Par bonheur, au même moment, les offres d’emplois dans l’internet et l’e-commerce ont presque triplé, et quadruplé dans les services « traditionnels ». Avec un léger bémol toutefois, relevé par Yuan Guiren, ministre de l’Education : entre les cursus des universités et les talents attendus par les firmes, l’écart persiste. Ce qui manque aux jeunes pourrait davantage tenir à une disposition d’esprit qu’à des savoirs techniques : l’initiative, la capacité de travail en groupe, l’indépendance de réflexion et l’esprit de synthèse. Ces choses sont peu enseignées dans les écoles chinoises, qui privilégient l’analyse, le cours magistral et l’acquisition passive des connaissances.

– Tout en développant rapidement l’usage des robots, la Chine se prépare à une autre révolution, en fait de gouvernance celle-là : l’octroi à tout individu d’une note morale dite « crédit social ». En partie calculée grâce aux « big data » (les données individuelles rassemblées sur internet), cette note morale devrait être opérationnelle d’ici 2020 à travers le pays.

À quoi servira-t-elle ? Shanghai vient de soulever le coin du voile en annonçant qu’au 1er mai, tout jeune adulte vivant séparé de ses parents, devrait « leur rendre visite ou envoyer ses vœux » fréquemment, sous peine de retrait de points à son crédit social. De prime abord, les conséquences annoncées seront bénignes, comme la radiation de la bibliothèque de quartier… Mais d’autres sanctions sont envisagées, tels l’interdiction de crédit bancaire, de permis et licences diverses, la radiation à l’entrée dans divers emplois publics, voire la baisse de l’indemnité de chômage, qui serait donc modulée en fonction de la note de crédit social.  

Cette disposition transcrit l’échec d’une loi de juillet 2013 « de protection des droits et intérêts du 3ème âge», qui impose aux jeunes de rendre « fréquemment » visite aux parents, et de veiller à leurs besoins financiers et affectifs.

La loi s’était avérée inapplicable, faute d’avoir précisé la fréquence des visites et les sanctions en cas de refus. Problème sans doute le plus aigu dans Shanghai, ville la plus riche mais aussi la plus vieille de Chine, venant de voir le nombre de ses sexagénaires franchir la barre des 30% de sa population : il sont 4,36 millions actuellement, et seront 6 millions en 2025. A Shanghai, les jeunes, actifs comme chômeurs, ne viennent pas beaucoup voir leurs parents – probablement suite au grand écart de valeurs entre ces générations, les « vieux » restant souvent prisonniers d’un passé douloureux qui les inhibe, tandis que les jeunes sont plus individualistes.

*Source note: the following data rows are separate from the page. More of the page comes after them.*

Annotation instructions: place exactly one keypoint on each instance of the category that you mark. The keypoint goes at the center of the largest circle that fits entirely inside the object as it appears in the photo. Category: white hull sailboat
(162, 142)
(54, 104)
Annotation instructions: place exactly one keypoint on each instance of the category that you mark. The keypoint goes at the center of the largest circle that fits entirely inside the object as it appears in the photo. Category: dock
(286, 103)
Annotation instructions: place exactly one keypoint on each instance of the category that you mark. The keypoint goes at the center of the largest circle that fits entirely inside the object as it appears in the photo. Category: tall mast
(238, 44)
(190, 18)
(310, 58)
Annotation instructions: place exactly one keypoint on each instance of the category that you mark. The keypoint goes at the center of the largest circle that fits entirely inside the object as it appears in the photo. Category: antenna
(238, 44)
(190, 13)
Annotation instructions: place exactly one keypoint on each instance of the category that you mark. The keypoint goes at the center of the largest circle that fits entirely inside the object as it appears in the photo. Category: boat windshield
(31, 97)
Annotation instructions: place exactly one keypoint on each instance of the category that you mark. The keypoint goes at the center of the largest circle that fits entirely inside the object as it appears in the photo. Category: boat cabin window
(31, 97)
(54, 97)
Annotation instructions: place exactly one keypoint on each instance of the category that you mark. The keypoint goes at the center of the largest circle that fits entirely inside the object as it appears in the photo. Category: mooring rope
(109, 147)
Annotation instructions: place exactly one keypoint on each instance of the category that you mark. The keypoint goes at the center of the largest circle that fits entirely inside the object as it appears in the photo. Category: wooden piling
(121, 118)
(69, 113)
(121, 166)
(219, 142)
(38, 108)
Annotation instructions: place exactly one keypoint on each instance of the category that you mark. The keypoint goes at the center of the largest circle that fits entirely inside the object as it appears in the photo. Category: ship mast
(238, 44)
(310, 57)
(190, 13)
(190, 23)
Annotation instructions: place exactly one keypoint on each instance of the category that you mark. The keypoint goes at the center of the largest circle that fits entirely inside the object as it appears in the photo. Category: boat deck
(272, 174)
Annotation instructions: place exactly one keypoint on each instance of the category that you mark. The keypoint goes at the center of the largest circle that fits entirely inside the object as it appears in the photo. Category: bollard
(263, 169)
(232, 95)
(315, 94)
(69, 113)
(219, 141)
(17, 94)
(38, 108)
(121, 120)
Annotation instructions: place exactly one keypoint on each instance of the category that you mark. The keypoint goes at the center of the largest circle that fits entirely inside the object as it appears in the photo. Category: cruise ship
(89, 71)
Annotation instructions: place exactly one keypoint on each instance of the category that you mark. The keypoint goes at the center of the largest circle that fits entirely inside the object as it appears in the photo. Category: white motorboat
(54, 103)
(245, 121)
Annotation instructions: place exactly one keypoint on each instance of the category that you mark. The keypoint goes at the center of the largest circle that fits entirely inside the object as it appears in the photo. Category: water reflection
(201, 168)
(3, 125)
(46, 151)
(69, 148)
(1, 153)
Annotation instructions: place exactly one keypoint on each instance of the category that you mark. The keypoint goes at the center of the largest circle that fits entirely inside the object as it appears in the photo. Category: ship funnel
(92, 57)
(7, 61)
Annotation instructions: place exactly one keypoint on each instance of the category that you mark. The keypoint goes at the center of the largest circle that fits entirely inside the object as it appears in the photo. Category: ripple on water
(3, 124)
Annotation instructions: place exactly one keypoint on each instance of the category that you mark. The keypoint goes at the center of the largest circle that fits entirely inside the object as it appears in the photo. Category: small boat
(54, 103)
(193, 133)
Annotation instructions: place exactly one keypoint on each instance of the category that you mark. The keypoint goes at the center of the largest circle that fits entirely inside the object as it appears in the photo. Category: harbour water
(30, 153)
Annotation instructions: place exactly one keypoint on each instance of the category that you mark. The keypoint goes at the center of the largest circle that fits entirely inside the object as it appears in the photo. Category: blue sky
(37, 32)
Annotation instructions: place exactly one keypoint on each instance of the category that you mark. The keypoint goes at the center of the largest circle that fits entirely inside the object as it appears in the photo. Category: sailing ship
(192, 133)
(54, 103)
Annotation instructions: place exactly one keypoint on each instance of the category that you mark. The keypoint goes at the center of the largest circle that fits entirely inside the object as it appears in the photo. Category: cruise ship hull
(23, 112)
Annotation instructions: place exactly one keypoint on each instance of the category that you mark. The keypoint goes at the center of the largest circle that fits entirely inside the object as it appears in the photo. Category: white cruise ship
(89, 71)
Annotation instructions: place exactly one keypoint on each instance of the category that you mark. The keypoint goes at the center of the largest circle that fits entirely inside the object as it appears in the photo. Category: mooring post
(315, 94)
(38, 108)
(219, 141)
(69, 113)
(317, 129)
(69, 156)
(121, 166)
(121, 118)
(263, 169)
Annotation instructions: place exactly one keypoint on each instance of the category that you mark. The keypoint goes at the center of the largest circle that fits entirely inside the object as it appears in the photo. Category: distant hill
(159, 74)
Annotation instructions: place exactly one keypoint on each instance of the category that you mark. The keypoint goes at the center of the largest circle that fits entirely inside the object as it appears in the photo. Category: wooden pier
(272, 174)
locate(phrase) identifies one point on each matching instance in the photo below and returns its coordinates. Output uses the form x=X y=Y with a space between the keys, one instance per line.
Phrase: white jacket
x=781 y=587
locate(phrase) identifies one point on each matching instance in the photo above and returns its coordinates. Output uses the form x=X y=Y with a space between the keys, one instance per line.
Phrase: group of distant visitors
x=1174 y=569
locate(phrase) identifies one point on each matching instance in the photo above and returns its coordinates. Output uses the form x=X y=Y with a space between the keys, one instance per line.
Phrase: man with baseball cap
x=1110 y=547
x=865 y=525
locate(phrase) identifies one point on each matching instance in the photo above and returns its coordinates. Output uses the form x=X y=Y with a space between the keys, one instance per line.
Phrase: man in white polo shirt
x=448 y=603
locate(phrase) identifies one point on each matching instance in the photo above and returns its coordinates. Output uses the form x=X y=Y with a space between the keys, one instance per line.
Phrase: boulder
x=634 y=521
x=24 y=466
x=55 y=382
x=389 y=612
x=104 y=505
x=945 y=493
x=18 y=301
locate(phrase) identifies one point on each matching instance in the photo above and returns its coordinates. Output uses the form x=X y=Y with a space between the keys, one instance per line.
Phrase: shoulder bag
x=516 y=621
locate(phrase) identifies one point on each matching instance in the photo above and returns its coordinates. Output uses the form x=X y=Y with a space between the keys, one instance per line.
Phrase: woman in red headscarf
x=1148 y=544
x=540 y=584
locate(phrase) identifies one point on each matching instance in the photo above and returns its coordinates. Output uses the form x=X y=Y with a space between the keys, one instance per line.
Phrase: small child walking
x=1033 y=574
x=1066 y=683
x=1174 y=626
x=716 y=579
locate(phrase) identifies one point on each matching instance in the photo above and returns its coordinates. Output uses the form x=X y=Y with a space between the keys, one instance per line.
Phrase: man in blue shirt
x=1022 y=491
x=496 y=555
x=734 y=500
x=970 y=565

Cependant bien sûr, les risques associés à cette démarche de piété filiale imposée, apparaissent clairement. Ce crédit social, encore dans les langes, peut devenir un outil puissant, à condition d’être accepté par la population. Mais le fait de le présenter comme un levier autoritaire sur l’individu, affaiblit ses chances. En interférant dans les relations familiales, l’Etat espère contraindre les jeunes à un choix qu’ils n’ont pas fait. Or, faute de venir du cœur, ce service imposé ne pourra améliorer le lien affectif.

On croit sentir dans cette astreinte, le rêve de la génération au pouvoir, celle des sexagénaires, de rétablir en Chine des valeurs confucéennes, par opposition à celles de l’Occident. Quoiqu’on doive en penser, l’expérience tentée à Shanghai doit être interprétée pour ce qu’elle est : un test « de laboratoire », pour gérer une société chinoise dont le vieillissement annoncé, est « pour demain ».